Arab nomads and militias fought southern police in the contested north-south border area of Abyei Wednesday killing at least six people, the latest in a series of clashes, officials said.

Renegade militia fighters clashed with south Sudan's army on Sunday in the southern oil state of Jonglei, where French oil giant Total is due to start exploring, both sides said.

The rebels reported just short of 100 died in the state that borders Ethiopia. The southern army said the figure was "exaggerated" and it lost 40 soldiers.

The violence has cast a shadow over mass celebrations after southerners overwhelmingly voted to declare independence from the north in a referendum in January.

The referendum was promised in a 2005 peace deal that ended decades of civil war with the north.

Rebel leader George Athor accused the southern army (SPLA) of starting the fighting in Jonglei Sunday and earlier last month, breaking the terms of a cease-fire agreed in January.

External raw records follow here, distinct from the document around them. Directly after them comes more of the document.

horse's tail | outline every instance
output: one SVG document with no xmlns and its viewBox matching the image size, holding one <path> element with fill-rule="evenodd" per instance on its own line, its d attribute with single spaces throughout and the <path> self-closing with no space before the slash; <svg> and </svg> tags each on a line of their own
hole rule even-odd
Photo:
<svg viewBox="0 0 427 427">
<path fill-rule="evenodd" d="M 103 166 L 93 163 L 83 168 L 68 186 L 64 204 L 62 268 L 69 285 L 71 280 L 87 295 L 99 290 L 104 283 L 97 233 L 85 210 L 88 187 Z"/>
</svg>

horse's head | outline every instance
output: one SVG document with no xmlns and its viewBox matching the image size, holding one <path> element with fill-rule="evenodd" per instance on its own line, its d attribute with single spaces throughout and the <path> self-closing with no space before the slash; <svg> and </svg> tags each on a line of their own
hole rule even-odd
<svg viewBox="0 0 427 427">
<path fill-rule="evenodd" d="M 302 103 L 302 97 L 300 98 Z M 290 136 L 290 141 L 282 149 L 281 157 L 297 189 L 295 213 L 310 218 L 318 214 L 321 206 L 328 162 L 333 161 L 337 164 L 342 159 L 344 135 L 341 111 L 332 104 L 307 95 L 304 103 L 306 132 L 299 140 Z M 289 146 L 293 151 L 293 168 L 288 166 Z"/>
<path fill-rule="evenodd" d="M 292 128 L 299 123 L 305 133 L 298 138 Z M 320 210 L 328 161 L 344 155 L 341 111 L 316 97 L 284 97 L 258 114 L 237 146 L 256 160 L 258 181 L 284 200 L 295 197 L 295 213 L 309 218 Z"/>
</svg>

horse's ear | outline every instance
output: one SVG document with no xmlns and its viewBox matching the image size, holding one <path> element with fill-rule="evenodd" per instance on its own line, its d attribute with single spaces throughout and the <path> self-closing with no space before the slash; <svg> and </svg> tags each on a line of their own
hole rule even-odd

"They attacked us early in the morning Sunday. We dispersed the SPLA forces and we captured a big number of arms. Also we managed to kill 86 soldiers. We lost 12 of our comrades," he said.

Athor insisted he was ready to return to negotiations with the southern leadership.

"I am really worried because the new country will be like a baby born dead. If you start with a guerrilla force fighting the government, I don't see any development that can happen."

Athor was a senior member of the rebel southern army during the civil war. He took up arms after saying he was cheated out of the Jonglei governorship in last year's general elections.

The SPLA accused Athor of breaking the truce by massacring more than 200 people in Jonglei mid February.

Northern Misseriya nomads and allied militias attacked the village of Maker Wednesday in Abyei, killing at least six southern police, said the speaker of Abyei's administration Charles Abyei.

Southern army spokesman Philip Aguer said the number of people killed in a series of clashes in Abyei this week could be as high as 70.

No one was immediately available to comment from the Misseriya.

Abyei was a battleground in the decades-long civil war between north and south Sudan that ended in the 2005 Comprehensive Peace Agreement -- the accord that promised the southern secession referendum.

Abyei residents were supposed to have their own referendum on whether to join north or south Sudan in January. The vote never took place amid disputes over who was qualified to vote.

The south regularly has accused north Sudan of arming Athor's forces and Misseriya fighters to destabilise the region and keep control of its oil, an allegation dismissed by Khartoum.